My goal is to learn a bit more about generic programming in C++. So, one of the trickiest things I've heard you can do is creating a Variant class. This took me a while and I needed to read and study a few implementations:
#ifndef VARIANT_HPP_INCLUDED
#define VARIANT_HPP_INCLUDED
#include <cstddef>
#include <typeindex>
#include <type_traits>
#include <iostream>
namespace spaceengine
{
namespace utils
{
template<typename... Ts>
struct VariantHelper;
template<typename F, typename... Ts>
struct VariantHelper<F, Ts...>
{
inline static void Destroy(const std::type_index typeIndex, void* data)
{
if(typeIndex == std::type_index(typeid(F)))
reinterpret_cast<F*>(data)->~F();
else
VariantHelper<Ts...>::Destroy(typeIndex,data);
}
inline static void Move(const std::type_index oldTypeIndex, void* oldV, void* newV)
{
if(oldTypeIndex == std::type_index(typeid(F)))
new (newV) F(std::move(*reinterpret_cast<F*>(oldV)));
else
VariantHelper<Ts...>::Move(oldTypeIndex,oldV,newV);
}
inline static void Copy(const std::type_index oldTypeIndex, const void* oldV, void* newV)
{
if(oldTypeIndex == std::type_index(typeid(F)))
new (newV) F(*reinterpret_cast<const F*>(oldV));
else
VariantHelper<Ts...>::Copy(oldTypeIndex,oldV,newV);
}
};
template<>
struct VariantHelper<>
{
inline static void Destroy(const std::type_index typeIndex, void* data){}
inline static void Move(const std::type_index oldTypeIndex, void* oldV, void* newV) {}
inline static void Copy(const std::type_index oldTypeIndex, const void* oldV, void* newV) {}
};
template<typename... Ts>
class Variant
{
public:
Variant() : m_typeIndex(InvalidType()){}
Variant(const Variant<Ts...>& old) : m_typeIndex(old.m_typeIndex)
{
HelperType::Copy(old.m_typeIndex, &old.m_data, &m_data);
}
Variant(Variant<Ts...>&& old) : m_typeIndex(old.m_typeIndex)
{
HelperType::Move(old.m_typeIndex, &old.m_data, &m_data);
}
Variant<Ts...>& operator=(Variant<Ts...> old)
{
m_typeIndex = old.m_typeIndex;
Variant<Ts...> temp(*this);
HelperType::Copy(old.m_typeIndex,&old.m_data,&m_data);
HelperType::Copy(temp.m_typeIndex,&temp.m_data,&old.m_data);
return *this;
}
template<typename T>
bool Is() const
{
return (m_typeIndex == std::type_index(typeid(T)));
}
bool IsValid() const
{
return (m_typeIndex != std::type_index(typeid(InvalidType())));
}
std::type_index GetTypeIndex() const { return m_typeIndex; }
template<typename T, typename... Args>
void Set(Args&&... args)
{
HelperType::Destroy(m_typeIndex,&m_data);
new (&m_data) T(std::forward<Args>(args)...);
m_typeIndex = std::type_index(typeid(T));
}
template<typename T>
const T& Get() const
{
if(m_typeIndex == std::type_index(typeid(T)))
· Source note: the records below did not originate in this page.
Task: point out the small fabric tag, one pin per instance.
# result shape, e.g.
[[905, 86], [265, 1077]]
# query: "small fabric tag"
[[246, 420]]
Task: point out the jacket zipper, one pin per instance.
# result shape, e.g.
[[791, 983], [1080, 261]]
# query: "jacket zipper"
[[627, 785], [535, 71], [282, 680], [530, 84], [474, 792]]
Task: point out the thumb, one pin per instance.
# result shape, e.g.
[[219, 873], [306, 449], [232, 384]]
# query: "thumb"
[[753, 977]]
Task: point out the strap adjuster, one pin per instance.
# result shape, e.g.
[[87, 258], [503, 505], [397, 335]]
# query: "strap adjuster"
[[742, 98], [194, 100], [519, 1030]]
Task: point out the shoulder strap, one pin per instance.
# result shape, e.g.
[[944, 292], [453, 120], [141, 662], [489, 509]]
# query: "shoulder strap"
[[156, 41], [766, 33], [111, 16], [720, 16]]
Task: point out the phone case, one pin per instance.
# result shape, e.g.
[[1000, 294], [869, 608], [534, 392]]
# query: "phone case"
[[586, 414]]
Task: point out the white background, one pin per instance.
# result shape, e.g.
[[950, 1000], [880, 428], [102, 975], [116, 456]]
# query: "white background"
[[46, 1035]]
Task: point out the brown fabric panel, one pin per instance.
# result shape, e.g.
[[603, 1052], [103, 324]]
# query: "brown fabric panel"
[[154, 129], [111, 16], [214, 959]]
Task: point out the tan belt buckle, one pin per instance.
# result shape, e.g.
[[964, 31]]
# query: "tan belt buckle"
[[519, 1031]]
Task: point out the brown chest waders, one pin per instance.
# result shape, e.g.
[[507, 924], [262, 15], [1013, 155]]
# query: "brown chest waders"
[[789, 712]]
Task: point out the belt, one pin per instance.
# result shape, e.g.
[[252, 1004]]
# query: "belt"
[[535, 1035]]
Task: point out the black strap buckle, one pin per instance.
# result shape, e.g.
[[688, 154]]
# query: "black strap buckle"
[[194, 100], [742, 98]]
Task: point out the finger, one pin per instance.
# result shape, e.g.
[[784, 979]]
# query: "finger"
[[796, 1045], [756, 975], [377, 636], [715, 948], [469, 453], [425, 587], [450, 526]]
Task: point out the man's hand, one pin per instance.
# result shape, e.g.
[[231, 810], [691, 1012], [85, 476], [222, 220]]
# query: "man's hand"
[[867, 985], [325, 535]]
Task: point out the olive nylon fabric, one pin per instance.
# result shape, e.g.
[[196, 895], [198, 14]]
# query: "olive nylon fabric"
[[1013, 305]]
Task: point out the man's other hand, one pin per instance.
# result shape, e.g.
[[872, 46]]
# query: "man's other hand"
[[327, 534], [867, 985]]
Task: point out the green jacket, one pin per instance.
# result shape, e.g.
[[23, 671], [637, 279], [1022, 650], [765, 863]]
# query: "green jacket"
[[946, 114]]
return *reinterpret_cast<const T*>(&m_data);
else
throw std::bad_cast();
}
template<typename T>
T& Get()
{
if(m_typeIndex == std::type_index(typeid(T)))
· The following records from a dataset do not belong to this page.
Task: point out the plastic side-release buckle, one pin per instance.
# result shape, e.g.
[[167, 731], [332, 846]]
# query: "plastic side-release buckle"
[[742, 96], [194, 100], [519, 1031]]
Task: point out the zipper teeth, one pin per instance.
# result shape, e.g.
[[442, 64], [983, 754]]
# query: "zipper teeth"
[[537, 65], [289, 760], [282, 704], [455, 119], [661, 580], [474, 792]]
return *reinterpret_cast<T*>(&m_data);
else
throw std::bad_cast();
}
~Variant()
{
HelperType::Destroy(m_typeIndex,&m_data);
}
private:
using DataType = typename std::aligned_union<1,Ts...>::type;
using HelperType = VariantHelper<Ts...>;
static inline std::type_index InvalidType()
{
return std::type_index(typeid(void));
}
std::type_index m_typeIndex;
DataType m_data;
};
}
}
#endif // VARIANT_HPP_INCLUDED
What I'm really looking for is:
- Is there anything that's usually required by a
Variant
that this class doesn't provide? - Have I missed anything else that's obvious?
- Does my use of placement new mean that my
Variant
class is stack allocated, or have I misunderstood what placement new does?
One of the things that irks me is that the boost::variant
class is very large; and it seems like my much smaller code does 100% of what I need. But I can't decipher boost::variant
well enough to figure out what it does that mine doesn't do.